Allunaggio e l'errore 1202: quando il software salvò la missione
La vera prova dell'AGC si ebbe il 20 luglio 1969, durante la fase di discesa del modulo lunare Eagle. Mentre Neil Armstrong e Buzz Aldrin scendevano verso la superficie, il computer iniziò a mostrare ripetutamente l'errore 1202 e successivamente 1201, segnalando un sovraccarico dell'esecutivo. Si trattava di allarmi di “core set busy”, ossia di saturazione della memoria dovuta a interruzioni radar non necessarie che sottraevano cicli di calcolo. A terra, al Mission Control di Houston, il giovane ingegnere informatico Jack Garman, che aveva studiato a fondo ogni possibile codice di errore, riconobbe immediatamente la situazione e diede il via libera per proseguire, perché il sistema operativo dell'AGC era stato progettato con una priorità elegante: in caso di sovraccarico, il software interrompeva i processi meno critici e manteneva quelli vitali, come il controllo del motore di discesa e la navigazione. L'AGC continuò quindi a pilotare l'Eagle mentre Armstrong assumeva il controllo manuale per evitare un campo di massi, consumando quasi tutto il carburante residuo. L'allunaggio riuscì con appena 25 secondi di propellente rimasto. Fu un trionfo dell'ingegneria del software: il sistema operativo dell'AGC, con la sua architettura multitasking a priorità fissa e la capacità di recuperare fault in volo, anticipava di decenni i moderni sistemi real‑time.

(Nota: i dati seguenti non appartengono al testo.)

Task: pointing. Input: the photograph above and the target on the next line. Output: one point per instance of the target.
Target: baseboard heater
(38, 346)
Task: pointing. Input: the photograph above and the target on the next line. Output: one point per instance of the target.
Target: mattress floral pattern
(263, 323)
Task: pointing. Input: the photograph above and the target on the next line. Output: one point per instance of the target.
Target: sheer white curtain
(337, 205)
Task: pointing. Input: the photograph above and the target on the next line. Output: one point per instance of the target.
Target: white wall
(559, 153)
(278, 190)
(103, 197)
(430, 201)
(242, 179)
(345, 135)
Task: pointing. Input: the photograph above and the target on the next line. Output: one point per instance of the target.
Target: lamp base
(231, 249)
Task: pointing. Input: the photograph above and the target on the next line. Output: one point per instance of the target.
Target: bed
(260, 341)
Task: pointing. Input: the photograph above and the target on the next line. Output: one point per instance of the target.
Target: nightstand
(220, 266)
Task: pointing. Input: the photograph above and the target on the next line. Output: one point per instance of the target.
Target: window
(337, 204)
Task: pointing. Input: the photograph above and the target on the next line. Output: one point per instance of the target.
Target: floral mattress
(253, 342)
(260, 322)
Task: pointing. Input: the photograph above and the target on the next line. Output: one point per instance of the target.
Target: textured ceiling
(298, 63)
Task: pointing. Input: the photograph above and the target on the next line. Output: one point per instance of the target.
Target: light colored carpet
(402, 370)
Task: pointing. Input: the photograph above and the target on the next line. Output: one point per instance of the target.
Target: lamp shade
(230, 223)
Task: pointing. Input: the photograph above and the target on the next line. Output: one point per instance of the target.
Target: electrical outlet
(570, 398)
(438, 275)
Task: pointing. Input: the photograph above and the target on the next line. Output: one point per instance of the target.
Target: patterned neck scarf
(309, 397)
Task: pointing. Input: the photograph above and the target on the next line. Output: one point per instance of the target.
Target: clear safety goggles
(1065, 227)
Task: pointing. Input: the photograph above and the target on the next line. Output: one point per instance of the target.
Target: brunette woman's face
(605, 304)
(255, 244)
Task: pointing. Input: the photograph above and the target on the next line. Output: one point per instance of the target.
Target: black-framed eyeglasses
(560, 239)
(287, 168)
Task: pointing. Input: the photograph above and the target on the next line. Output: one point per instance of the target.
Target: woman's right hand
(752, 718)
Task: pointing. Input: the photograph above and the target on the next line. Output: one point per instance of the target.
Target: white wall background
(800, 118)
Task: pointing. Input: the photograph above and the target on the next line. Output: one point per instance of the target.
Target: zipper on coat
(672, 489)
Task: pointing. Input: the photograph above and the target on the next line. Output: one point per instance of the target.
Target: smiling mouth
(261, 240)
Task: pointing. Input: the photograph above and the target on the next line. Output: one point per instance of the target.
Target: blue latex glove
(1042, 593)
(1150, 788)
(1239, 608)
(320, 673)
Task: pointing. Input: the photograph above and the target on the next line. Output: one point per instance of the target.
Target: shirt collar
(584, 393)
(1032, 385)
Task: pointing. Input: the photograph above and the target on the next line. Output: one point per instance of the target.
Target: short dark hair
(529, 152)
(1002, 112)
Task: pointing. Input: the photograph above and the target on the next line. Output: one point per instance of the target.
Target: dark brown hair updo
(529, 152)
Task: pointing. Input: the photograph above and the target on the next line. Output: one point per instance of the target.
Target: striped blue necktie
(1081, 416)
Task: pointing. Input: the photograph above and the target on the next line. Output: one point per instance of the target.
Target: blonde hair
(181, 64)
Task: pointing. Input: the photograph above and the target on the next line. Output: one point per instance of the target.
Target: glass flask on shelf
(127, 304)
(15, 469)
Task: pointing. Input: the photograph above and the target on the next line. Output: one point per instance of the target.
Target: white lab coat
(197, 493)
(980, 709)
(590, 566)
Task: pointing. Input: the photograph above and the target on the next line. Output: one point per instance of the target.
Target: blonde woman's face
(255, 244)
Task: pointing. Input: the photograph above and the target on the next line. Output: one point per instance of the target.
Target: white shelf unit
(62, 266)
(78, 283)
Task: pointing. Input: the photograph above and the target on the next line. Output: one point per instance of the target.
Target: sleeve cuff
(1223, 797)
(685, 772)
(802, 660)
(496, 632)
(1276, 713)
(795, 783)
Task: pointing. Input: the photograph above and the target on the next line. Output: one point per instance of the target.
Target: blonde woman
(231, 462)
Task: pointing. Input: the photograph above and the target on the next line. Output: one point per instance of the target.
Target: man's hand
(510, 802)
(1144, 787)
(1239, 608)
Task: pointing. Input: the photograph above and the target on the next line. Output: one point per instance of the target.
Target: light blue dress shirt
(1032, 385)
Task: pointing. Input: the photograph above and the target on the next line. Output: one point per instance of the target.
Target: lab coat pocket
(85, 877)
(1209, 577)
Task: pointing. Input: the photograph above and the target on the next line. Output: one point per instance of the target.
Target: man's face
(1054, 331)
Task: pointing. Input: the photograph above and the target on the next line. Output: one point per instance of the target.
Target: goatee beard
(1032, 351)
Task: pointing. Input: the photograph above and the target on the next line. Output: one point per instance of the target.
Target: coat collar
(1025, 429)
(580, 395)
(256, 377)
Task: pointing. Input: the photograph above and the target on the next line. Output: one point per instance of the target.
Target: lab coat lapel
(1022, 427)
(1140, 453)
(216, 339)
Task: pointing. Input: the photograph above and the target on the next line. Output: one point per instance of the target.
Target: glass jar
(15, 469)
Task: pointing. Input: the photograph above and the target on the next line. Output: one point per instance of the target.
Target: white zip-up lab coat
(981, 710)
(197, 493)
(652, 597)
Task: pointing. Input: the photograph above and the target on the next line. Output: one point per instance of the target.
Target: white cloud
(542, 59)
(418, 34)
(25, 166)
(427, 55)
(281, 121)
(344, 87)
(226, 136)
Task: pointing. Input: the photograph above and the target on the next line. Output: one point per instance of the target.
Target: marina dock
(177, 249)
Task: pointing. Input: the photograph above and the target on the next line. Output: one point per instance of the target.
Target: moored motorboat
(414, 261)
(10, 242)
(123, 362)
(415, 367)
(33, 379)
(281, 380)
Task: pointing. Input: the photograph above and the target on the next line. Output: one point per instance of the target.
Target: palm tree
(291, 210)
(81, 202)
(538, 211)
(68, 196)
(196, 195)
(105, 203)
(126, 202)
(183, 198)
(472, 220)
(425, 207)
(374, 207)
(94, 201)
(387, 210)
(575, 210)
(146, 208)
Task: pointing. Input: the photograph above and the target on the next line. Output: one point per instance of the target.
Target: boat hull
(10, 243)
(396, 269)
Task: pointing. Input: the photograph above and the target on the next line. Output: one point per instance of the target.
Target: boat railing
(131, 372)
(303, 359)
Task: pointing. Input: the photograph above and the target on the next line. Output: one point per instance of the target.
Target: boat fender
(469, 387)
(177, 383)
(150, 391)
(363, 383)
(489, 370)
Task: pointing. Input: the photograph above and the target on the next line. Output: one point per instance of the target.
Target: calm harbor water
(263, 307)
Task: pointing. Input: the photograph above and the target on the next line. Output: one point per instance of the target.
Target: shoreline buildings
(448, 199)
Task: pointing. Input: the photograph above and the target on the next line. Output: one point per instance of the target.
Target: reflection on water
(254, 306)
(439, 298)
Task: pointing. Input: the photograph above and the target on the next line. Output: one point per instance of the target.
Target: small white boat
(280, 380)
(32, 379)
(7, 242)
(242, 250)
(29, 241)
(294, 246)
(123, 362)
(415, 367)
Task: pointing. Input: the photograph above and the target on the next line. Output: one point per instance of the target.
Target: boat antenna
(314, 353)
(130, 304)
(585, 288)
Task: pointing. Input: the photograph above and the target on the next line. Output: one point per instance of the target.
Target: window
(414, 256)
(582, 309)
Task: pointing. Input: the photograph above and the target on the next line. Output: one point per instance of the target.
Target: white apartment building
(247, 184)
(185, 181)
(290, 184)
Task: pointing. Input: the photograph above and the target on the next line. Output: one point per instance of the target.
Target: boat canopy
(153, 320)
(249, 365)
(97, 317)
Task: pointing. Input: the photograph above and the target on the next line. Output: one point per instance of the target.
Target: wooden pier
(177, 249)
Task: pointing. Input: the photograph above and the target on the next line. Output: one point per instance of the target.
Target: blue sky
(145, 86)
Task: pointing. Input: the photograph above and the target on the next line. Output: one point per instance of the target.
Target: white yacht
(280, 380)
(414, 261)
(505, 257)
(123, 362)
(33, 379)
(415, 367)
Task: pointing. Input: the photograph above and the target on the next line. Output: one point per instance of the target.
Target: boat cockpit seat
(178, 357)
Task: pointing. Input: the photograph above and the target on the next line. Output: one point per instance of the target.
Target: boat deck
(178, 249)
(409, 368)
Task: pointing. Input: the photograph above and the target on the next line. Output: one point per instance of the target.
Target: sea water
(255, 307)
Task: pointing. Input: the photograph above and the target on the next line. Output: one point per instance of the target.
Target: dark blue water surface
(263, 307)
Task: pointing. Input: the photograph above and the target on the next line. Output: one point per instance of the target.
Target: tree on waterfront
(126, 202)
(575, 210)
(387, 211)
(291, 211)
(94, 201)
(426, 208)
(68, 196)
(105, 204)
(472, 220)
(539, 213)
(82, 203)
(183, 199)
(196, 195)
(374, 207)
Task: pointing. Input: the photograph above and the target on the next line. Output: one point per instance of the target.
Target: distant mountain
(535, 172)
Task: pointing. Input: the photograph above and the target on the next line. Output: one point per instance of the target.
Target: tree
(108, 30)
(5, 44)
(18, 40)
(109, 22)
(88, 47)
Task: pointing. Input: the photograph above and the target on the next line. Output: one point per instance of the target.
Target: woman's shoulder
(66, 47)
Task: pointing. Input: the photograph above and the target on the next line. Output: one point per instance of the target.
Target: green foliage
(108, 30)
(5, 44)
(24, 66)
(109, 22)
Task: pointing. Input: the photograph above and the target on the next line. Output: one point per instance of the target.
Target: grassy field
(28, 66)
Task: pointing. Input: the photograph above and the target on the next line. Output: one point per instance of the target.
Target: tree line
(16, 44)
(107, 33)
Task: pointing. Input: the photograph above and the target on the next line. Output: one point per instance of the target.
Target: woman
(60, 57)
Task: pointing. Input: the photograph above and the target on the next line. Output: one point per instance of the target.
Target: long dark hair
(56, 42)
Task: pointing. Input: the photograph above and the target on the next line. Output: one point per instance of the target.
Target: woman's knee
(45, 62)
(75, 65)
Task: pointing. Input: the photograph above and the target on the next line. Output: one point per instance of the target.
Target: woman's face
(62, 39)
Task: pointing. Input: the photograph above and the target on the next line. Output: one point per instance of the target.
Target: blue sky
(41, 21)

Ogni riga di codice era stata verificata manualmente e simulata centinaia di volte; la lungimiranza dei progettisti del MIT aveva previsto che l'imprevisto sarebbe stato la norma, non l'eccezione. Dopo il successo dell'Apollo 11, l'AGC continuò a guidare tutti gli allunaggi successivi, dall'Apollo 12 fino al drammatico rientro dell'Apollo 13, dove le sue capacità di gestire risorse limitate furono determinanti per calibrare la traiettoria di rientro utilizzando la spinta del modulo di comando con un'accuratezza millimetrica.
L'eredità tecnologica dell'AGC e il cammino verso i computer moderni
L'influenza dell'Apollo Guidance Computer si estese ben oltre il programma lunare. I circuiti integrati prodotti per la NASA stimolarono l'industria dei semiconduttori, abbattendone i costi e migliorandone l'affidabilità, dando un impulso formidabile alla nascente Silicon Valley. Le tecniche di programmazione sviluppate per l'AGC – come il threading a priorità, la gestione delle eccezioni e la tolleranza ai guasti – sono oggi parte integrante di ogni sistema embedded critico, dagli aerei di linea agli impianti medicali. L'architettura a memoria fissa intrecciata a mano, pur obsoleta dal punto di vista produttivo, rappresentò un vertice di artigianalità digitale mai più raggiunto. Sul fronte umano, l'AGC dimostrò per la prima volta che un computer poteva essere un compagno di viaggio, un'estensione della volontà degli astronauti, piuttosto che un oracolo inaccessibile. Il design del DSKY, con i suoi numeri verdi fluorescenti e la tastiera semplificata, divenne un'icona della cultura spaziale e ispirò generazioni di interfacce uomo‑macchina. Oggi, mentre i nostri smartphone vantano capacità di calcolo miliardi di volte superiori, l'AGC rimane il simbolo di come l'ingegno umano possa superare limitazioni hardware apparentemente invalicabili quando è animato da una visione audace. La luna, conquistata con appena 4 kilobyte di RAM e un processore meno potente di un moderno biglietto di auguri musicale, ci ricorda che il vero motore dell'esplorazione non è la potenza bruta, ma l'intelligenza del progetto.
L'AGC non era un computer nel senso contemporaneo del termine, ma un sistema di navigazione, un pilota automatico e un risolutore di crisi racchiuso in una scatola di magnesio. Senza di esso, il primo passo sulla Luna sarebbe rimasto un sogno.